According to our Weird Holidays & Observances Calendar, October 30 is Visit a Cemetery Day. (It’s also National Candy Corn Day, Mischief Night, and Haunted Refrigerator Day.) But this post is dedicated to Cemetery Day.
I thought it’d be fun to revisit some of the most hauntingly beautiful cemeteries we’ve visited during some of our jaunts.
Choosing the Cemeteries
There’s lots of “best of” lists. How’d I choose the cemeteries featured in this post?
It’s important to note that I’m no taphophile, and I certainly haven’t visited every cemetery in the whole wide world.
This list is completely subjective. It’s based solely on my personal reactions to them, including the first impressions they made and the lasting impressions they’ve left behind.
They’re also in no particular order. Certainly not best first or anything like that. They’re all remarkable in their own ways.
Hope you enjoy looking at them.
And be sure to leave a comment about which most hauntingly beautiful cemeteries you’ve enjoyed visiting. Do we share any in common?

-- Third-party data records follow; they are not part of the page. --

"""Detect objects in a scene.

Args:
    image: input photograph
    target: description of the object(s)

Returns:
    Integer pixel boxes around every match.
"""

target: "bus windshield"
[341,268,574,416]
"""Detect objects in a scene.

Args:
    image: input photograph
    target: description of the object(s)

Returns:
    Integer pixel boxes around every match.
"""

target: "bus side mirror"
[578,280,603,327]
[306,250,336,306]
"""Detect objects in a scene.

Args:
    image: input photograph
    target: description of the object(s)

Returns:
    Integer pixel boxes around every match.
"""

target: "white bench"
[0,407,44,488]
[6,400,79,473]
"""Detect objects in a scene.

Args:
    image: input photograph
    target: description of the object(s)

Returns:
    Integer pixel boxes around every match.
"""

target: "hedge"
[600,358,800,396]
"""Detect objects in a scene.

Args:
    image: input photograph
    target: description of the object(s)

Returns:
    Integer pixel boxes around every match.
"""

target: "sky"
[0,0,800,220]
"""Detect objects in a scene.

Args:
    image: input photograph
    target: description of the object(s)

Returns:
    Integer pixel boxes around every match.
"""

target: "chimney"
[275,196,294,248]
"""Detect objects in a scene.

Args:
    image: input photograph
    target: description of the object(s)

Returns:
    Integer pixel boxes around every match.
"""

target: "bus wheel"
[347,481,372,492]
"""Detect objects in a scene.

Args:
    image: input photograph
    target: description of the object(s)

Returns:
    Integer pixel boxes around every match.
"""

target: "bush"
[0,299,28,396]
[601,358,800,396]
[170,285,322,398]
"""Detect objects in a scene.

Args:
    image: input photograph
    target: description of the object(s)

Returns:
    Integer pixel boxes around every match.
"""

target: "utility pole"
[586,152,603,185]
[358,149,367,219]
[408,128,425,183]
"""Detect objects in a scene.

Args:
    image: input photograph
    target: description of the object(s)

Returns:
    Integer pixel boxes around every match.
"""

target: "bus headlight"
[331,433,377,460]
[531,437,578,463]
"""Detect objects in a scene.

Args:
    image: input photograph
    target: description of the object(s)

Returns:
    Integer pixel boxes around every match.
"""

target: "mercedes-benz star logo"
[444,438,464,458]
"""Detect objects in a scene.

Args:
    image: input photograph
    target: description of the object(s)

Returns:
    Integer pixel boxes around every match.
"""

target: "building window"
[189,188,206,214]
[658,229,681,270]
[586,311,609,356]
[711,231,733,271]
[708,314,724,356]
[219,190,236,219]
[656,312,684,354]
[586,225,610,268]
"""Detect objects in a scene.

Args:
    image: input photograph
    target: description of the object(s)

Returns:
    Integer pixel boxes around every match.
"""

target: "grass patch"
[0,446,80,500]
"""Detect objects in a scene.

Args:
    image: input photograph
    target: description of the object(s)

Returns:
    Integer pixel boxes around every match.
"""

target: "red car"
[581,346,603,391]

1. The Sultan Tombs at the Hagia Sophia – Istanbul, Turkey
The Sultan Tombs of the Ayasofya (aka Hagia Sofia) were unlike anything I’d ever seen before. They were like mini-mosques. The utmost respect was expected when visiting. (Meaning taking our shoes off before entering, no talking, but curiously pictures were allowed.)
Sultan tombs were the biggest and had the largest turbans adorning them. Wives rested beside their husbands. Children surrounded them. The boys had turbans too, albeit smaller than their father’s. Wives and daughters had nothing.

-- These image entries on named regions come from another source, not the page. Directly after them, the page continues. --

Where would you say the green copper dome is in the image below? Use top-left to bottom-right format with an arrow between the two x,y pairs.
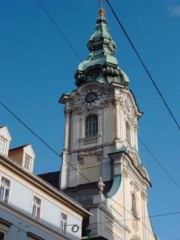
75,9 -> 129,87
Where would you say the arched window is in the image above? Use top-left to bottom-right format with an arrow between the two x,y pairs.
126,122 -> 131,144
85,114 -> 98,137
132,193 -> 138,218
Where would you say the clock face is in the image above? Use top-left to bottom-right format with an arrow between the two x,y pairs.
81,88 -> 101,107
125,99 -> 131,112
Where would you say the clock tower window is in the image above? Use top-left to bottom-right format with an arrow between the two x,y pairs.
126,122 -> 131,145
85,114 -> 98,137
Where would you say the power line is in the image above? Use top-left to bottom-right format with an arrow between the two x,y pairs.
106,0 -> 180,130
0,101 -> 91,183
37,0 -> 82,61
0,101 -> 166,236
138,137 -> 180,190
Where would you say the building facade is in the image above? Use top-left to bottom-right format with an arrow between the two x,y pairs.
55,9 -> 157,240
0,127 -> 90,240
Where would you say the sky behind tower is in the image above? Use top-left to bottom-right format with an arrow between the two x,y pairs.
0,0 -> 180,240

The one that struck me most was the Mausoleum of Princes where all the boys were laid to rest together, but their only sister was placed off to the side by herself.
2. Glasgow Necropolis – Glasgow, Scotland
When we reached Glasgow and I saw the Necropolis on the city map, I instantly thought of Chris Davis from Frog on a Pumpkin. She had told me years ago that if I ever made it to Glasgow, the Necropolis was a must see.
I don’t want to be buried. However, there are a couple of cemeteries that I wouldn’t mind my earthly remains resting ever after in. This gorgeous cemetery perched on a hill overlooking the city is one of them.
The day we visited we had appropriately atmospheric partly cloudy weather. A whisper of a somber tune from bag pipes being played floated up to us from somewhere below. And the air held the most magnificent smell. Earthy and sweet from some unidentified flower perfuming the grounds. (It smelled a little like honeysuckle, which for all I know it very may well have been.)
3. Normandy America Cemetery – Normandy, France
I expected to be emotional on our jaunt to the Normandy American Cemetery and Memorial. I expected the sight of the rows of pristine white crosses perched on a now solemn and peaceful cliff above the sea to make me cry.
I did get teary eyed, but it was the Garden of the Missing that broke my heart and made me weep. This was one of the most humbling cemeteries I’ve had the honor of stepping foot into.
Blessings on all the lives lost during that war, and especially the mission that freed the people of France. To this day there are tributes to the American Servicemen who came to liberate those in occupied territory. Seeing that has forever changed my Memorial Day perspective.